I am not inclined to accept his argument that, because a house was valued at over £400 in Greater London in the 1963 valuation, that necessarily proves that it had not been under rent control at an earlier stage. The noble Lord will, I am sure, be aware from his London experience that there were some very large increases in valuation when the 1963 revaluation succeeded the 1939 one.

I accept of course that a well-informed and well-advised person would have considered whether to appeal against the 1963 valuation at an earlier stage than 1965, but the noble Lord is as well aware as I am that there are masses of people who do not immediately turn to a solicitor or to a valuer when a new valuation comes out, and are somewhat slow in investigating what their rights of appeal are until it may happen that somebody comes along and in conversation they discover that they have a right of appeal of which they had not previously been even aware.

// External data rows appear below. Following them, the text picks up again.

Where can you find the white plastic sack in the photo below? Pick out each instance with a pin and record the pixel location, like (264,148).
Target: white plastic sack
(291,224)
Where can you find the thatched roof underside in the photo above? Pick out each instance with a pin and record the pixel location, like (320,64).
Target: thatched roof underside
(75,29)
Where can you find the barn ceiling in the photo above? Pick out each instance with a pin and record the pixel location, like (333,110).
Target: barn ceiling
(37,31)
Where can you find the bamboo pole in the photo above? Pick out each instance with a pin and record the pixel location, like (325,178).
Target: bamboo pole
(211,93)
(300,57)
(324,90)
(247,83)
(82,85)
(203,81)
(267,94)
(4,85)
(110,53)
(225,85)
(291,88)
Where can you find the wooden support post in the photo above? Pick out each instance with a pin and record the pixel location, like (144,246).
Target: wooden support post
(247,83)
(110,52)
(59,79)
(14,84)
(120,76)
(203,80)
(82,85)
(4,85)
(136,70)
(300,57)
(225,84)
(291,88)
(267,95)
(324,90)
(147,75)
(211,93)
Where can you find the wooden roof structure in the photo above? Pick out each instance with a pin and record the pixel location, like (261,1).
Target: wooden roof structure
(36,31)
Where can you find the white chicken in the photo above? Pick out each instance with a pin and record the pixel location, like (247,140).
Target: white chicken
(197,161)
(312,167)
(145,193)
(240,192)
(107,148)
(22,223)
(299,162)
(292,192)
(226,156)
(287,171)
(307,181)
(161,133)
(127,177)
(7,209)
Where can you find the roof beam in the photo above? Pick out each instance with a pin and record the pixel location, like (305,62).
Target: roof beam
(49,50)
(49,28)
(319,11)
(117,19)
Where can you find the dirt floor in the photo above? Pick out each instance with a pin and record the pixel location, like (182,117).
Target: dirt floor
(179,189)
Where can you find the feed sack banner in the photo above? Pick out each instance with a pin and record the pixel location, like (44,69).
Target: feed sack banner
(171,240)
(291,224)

I appreciate that if this change in the law were to be made it would go more widely than the terms of my Amendment. To seek to press this Amendment might only add to the complexity of matters by putting into the law something which went half way and not the whole way; and I quite appreciate that the Government in another place would not be able to accept that. I hope the noble Lord will appreciate that I am not prepared to go all the way with his arguments, which to my mind gave less than full value to the merits of the proposed clause, and more than full value to the difficulties in changing the law. But I accept at once his argument that it would be almost impossible to get any amendment of the Bill to this effect completely right in the very short time we have; and there is common agreement that it is desirable that this Bill should receive the Royal Assent before the Recess. In these circumstances, while I am not dropping my interest in the matter, I am willing to beg leave to withdraw the Amendment.

Amendment, by leave, withdrawn.

Clause 90 [Citation, construction, commencement and extent]:

Lord KENNET moved Amendment No. 7: Page 50, line 20, leave out ("and 81") and insert ("to (Price payable on enfranchisement of leasehold house)").

The noble Lord said: My Lords, on Committee stage of this Bill we agreed that the provisions affecting leasehold law should be brought into effect immediately, rather than to wait for the usual month for the drawing up of circulars and regulations. Since we have just carried back into the Bill a provision affecting lease- hold law, I should now move an Amendment, which will bring that leasehold provision into line with the other ones—that it should come into effect immediately, rather than waiting for the customary month. My Lords, I beg to move.

On Question, Amendment agreed to.

Schedule 9 [Savings and Transitional Provisions]:


My Lords, this is a highly technical and complex matter. It affects transitional provisions and it is the sort of thing that comes to light during the passage of a Bill through Parliament and the sort of thing for which we have several stages for consideration of the Bill. I think there can be no doubt about it. I beg to move.

Amendment moved—

Page 69, line 34, at end insert— (". The repeal by this Act of sect on 49 of the Rent Act 1968 does not affect the operation of that Section in relation to any dwellinghouse while such a condition relating to the rent of the dwelling-house as is mentioned in that section requires to be observed.").—(Lord Kennet.)

On Question, Amendment agreed to.

Then, Standing Order No. 41 laving been suspended (pursuant to the Resolution of July 14): Bill read 3a, with the Amendments, and passed, and returned to the Commons.